Germany are attempting to become the first side from Europe to win a World Cup in the Americas, determined that a golden generation will finally gets it reward after a string of near-misses. Messi, meanwhile, is seeking the triumph which will silence forever the remaining critics who argue that the absence of a World Cup title precludes him from a place alongside Diego Maradona in football’s pantheon.

The momentum is firmly with Germany after their astonishing 7-1 semi-final demolition job of Brazil, through a combination of superb attacking play and defensive incompetence. Ominously for Argentina, Germany say they quickly put the win firmly in the ear-view mirror. All German eyes are now on the historic Maracana and a chance to claim the ultimate prize after losing in either the final or the semi-finals in their last four major tournaments.

“We enjoyed the game against Brazil, but we ticked it off after 24 hours,” said Germany striker Miroslav Klose.

That same steely determination has characterised Germany’s road to Rio, notably in coming from behind to snatch a 2-2 draw with Ghana in Group G and outlasting an awkward Algerian challenge in the last 16. They coolly neutralised a dangerous-looking France 1-0 in the quarter-finals and swiftly turned their attention to dismembering Brazil.

“As a player or a manager I have never seen a team celebrate a big victory so quietly,” German team manager Oliver Bierhoff said after the France win.

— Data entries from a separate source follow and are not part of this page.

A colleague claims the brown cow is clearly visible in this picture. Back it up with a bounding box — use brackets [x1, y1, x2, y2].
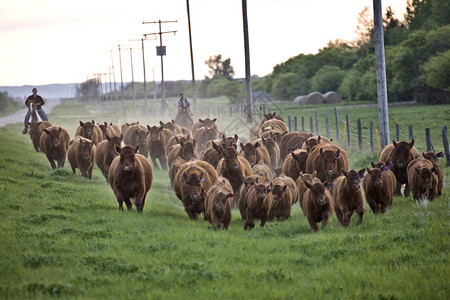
[282, 149, 309, 180]
[108, 145, 153, 213]
[27, 121, 53, 152]
[362, 164, 397, 214]
[167, 140, 200, 167]
[379, 138, 420, 197]
[205, 177, 234, 229]
[147, 125, 172, 170]
[252, 160, 273, 181]
[303, 181, 334, 231]
[295, 172, 321, 216]
[279, 131, 310, 161]
[422, 151, 444, 197]
[67, 136, 95, 179]
[306, 144, 348, 182]
[75, 120, 103, 145]
[269, 174, 298, 220]
[243, 180, 273, 229]
[239, 140, 270, 167]
[407, 157, 438, 201]
[173, 160, 217, 220]
[261, 111, 286, 126]
[123, 124, 149, 157]
[331, 169, 366, 226]
[261, 134, 280, 170]
[39, 126, 70, 170]
[217, 145, 252, 207]
[95, 135, 122, 181]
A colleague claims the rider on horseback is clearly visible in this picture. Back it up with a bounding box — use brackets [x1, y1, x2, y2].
[22, 88, 48, 134]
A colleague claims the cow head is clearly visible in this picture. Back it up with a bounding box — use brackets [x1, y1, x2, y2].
[319, 147, 341, 178]
[183, 166, 205, 202]
[342, 168, 366, 191]
[44, 127, 61, 148]
[80, 120, 95, 139]
[240, 142, 261, 167]
[105, 134, 123, 158]
[305, 181, 328, 206]
[115, 144, 139, 173]
[391, 138, 414, 168]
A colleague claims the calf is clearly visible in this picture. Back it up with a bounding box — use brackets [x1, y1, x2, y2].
[407, 157, 438, 201]
[243, 180, 273, 229]
[331, 169, 366, 226]
[362, 165, 396, 214]
[269, 174, 298, 220]
[173, 160, 217, 220]
[67, 136, 95, 179]
[95, 135, 123, 181]
[39, 126, 70, 170]
[108, 145, 153, 213]
[303, 181, 334, 231]
[147, 125, 172, 170]
[422, 151, 444, 197]
[205, 177, 234, 229]
[27, 121, 52, 152]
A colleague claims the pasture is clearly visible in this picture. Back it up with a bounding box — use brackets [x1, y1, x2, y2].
[0, 101, 450, 299]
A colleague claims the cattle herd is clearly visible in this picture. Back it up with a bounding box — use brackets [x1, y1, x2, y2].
[26, 113, 443, 230]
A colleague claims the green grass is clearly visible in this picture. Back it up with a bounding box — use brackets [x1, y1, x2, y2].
[0, 101, 450, 299]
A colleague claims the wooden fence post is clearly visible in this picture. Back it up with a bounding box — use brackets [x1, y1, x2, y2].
[441, 125, 450, 168]
[425, 128, 432, 152]
[334, 107, 340, 142]
[345, 115, 351, 147]
[356, 119, 362, 150]
[370, 121, 373, 153]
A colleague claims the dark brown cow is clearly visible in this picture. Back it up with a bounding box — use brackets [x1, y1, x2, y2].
[205, 177, 234, 229]
[295, 172, 321, 215]
[282, 149, 309, 180]
[279, 131, 310, 161]
[67, 136, 95, 179]
[303, 181, 334, 231]
[269, 174, 298, 220]
[362, 164, 397, 214]
[306, 144, 348, 182]
[39, 126, 70, 170]
[28, 121, 52, 152]
[422, 151, 444, 197]
[95, 135, 122, 181]
[123, 124, 149, 157]
[243, 180, 273, 229]
[173, 160, 217, 220]
[407, 157, 438, 201]
[331, 169, 366, 226]
[147, 125, 172, 170]
[379, 138, 420, 197]
[75, 120, 103, 145]
[239, 140, 270, 167]
[108, 145, 153, 213]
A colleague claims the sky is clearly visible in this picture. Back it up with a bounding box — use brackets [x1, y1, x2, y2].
[0, 0, 407, 86]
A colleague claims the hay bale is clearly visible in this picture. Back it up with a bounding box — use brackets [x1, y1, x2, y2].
[323, 91, 342, 103]
[306, 92, 324, 104]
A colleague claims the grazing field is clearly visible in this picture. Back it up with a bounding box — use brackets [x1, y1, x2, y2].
[0, 101, 450, 299]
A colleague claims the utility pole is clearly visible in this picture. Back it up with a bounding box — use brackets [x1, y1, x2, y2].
[186, 0, 198, 119]
[242, 0, 252, 123]
[373, 0, 390, 147]
[142, 20, 178, 118]
[118, 45, 126, 115]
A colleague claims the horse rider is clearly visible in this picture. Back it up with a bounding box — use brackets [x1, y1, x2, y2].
[22, 88, 48, 134]
[177, 93, 192, 116]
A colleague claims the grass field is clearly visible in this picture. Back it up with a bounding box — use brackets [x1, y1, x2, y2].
[0, 101, 450, 299]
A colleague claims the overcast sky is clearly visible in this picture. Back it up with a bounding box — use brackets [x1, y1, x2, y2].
[0, 0, 407, 86]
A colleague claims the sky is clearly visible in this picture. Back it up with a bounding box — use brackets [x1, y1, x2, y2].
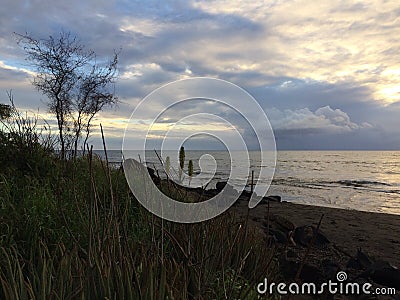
[0, 0, 400, 150]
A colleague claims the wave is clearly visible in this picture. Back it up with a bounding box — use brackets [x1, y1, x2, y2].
[331, 180, 391, 187]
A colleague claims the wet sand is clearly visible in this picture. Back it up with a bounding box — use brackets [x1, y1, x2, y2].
[233, 201, 400, 268]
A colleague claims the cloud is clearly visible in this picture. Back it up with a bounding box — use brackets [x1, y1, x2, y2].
[0, 0, 400, 149]
[268, 106, 372, 134]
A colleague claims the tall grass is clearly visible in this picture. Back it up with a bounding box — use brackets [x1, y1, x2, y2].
[0, 103, 276, 299]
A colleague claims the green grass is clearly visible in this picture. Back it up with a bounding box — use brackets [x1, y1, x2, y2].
[0, 109, 277, 299]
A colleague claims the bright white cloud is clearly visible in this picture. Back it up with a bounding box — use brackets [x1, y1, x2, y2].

From top to bottom, the German spine has exuded quality. Manuel Neuer has looked unbeatable in goal while Mats Hummels has been a silky and solid presence in defence. Bastian Schweinsteiger and Sami Khedira have proved a formidable midfield duo, allowing the likes of Toni Kroos and Mesut Ozil to flourish.

Thomas Mueller has been a deadly goalscoring threat — five goals so far in the tournament — while the 36-year-old Klose has chipped continued…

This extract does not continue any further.